Is it better to leave when there is still love?

I have said this numerous times. I am still unforgiven and untrusted. Unforgiven of the past and untrusted of the future. Rarely am I in the now of being here.

Freedom would benefit this as much as the choice just to be. I wish to break free of what I will always be accused of. The accusation of being the enemy breaks my spirit and opens wounds you have never seen in me.

It has been over a year since you felt us moving forward. Just another reminder that I fail over and over and my faults are the ties that keep us nowhere.

Relationships take work and require change. And trust. And acceptance. And desire. There is so much work to do. At times, why really try? I do it wrong anyway.

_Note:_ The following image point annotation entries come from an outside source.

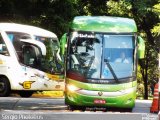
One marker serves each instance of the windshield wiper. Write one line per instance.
(111, 69)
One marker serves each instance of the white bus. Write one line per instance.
(29, 60)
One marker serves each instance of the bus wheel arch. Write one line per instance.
(5, 87)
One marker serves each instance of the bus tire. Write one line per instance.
(25, 93)
(5, 87)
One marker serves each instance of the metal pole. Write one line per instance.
(159, 80)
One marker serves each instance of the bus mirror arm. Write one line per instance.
(111, 69)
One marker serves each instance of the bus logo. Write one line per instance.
(100, 93)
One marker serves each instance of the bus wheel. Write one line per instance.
(4, 87)
(25, 93)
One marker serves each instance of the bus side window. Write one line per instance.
(31, 56)
(28, 55)
(3, 47)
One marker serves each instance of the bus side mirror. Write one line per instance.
(63, 43)
(141, 48)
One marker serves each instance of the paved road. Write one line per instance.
(17, 108)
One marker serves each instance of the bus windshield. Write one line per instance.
(101, 56)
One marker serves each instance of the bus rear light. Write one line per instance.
(72, 88)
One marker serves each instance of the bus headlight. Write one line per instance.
(72, 88)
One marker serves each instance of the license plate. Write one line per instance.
(98, 101)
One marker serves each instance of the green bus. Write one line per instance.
(101, 54)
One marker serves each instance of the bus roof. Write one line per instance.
(104, 24)
(32, 30)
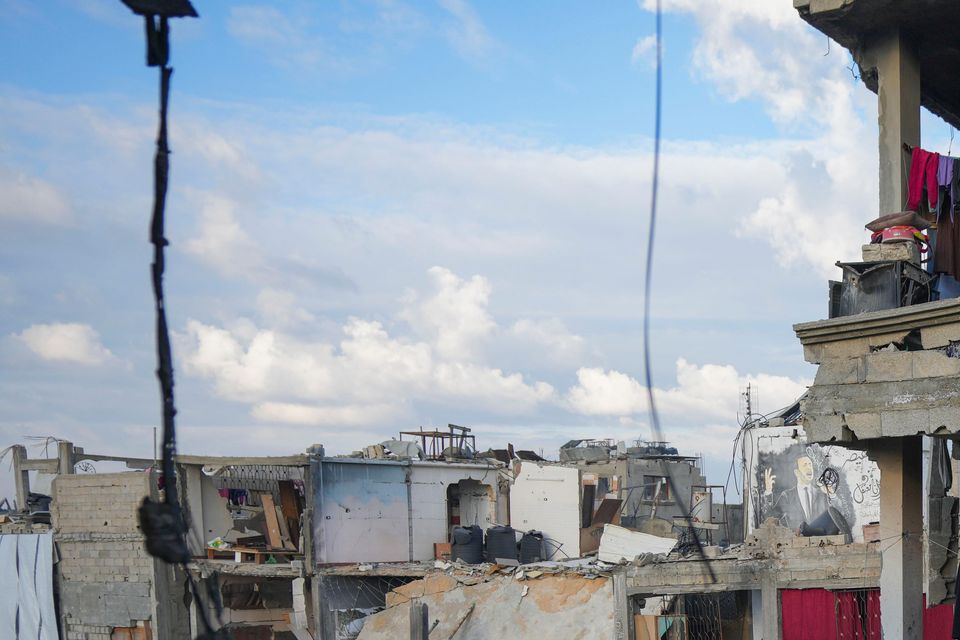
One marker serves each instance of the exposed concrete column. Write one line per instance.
(65, 455)
(901, 516)
(898, 97)
(20, 475)
(770, 603)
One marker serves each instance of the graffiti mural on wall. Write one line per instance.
(796, 483)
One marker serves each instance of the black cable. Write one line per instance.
(648, 280)
(163, 524)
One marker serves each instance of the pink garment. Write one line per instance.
(924, 166)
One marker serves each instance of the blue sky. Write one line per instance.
(388, 214)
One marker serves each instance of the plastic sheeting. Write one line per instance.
(26, 591)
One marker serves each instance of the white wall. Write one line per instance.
(546, 498)
(365, 514)
(429, 498)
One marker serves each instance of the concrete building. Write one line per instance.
(887, 377)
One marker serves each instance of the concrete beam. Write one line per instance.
(21, 475)
(771, 617)
(901, 535)
(44, 465)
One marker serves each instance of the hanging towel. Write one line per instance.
(924, 166)
(945, 171)
(955, 185)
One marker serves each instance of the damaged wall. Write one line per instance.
(107, 579)
(781, 462)
(570, 606)
(388, 511)
(546, 498)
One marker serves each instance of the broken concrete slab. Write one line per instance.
(619, 544)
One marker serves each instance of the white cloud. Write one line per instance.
(454, 317)
(301, 381)
(605, 393)
(279, 308)
(467, 33)
(30, 199)
(320, 416)
(707, 392)
(763, 51)
(221, 242)
(562, 345)
(66, 342)
(645, 50)
(286, 40)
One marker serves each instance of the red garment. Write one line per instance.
(923, 173)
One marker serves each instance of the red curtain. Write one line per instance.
(818, 614)
(937, 622)
(808, 614)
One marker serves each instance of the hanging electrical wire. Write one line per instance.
(647, 290)
(164, 524)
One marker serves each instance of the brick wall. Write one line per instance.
(105, 576)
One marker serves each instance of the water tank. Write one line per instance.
(531, 547)
(501, 543)
(467, 544)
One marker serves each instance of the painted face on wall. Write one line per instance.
(804, 470)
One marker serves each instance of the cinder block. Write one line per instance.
(940, 335)
(940, 417)
(888, 366)
(891, 251)
(864, 425)
(904, 423)
(931, 364)
(839, 371)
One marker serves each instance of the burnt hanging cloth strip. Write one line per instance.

They say relationships are what we need in life to learn our lessons. When is it time to let go and move on together or seperately. I try to be logical...

I'm tired.

1 comment:

Memphis said...

I don't believe anyone can answer this question. I went through hell and back again and very nearly didn't make it. Today things have improved dramatically, but along the way I've lost some friends whom I thought were good friends. I suffered more than I thought I could bare and will probably never feel quite the same way again, towards her and a lot of people. Unfortunately, commitment is the only way anyone ever grows old together. It's a gamble to stick it out when your heart feels as if it is being constantly ripped from your chest and carved into pieces. You're gambling that one day things will get better again. But there is only so much a person can take.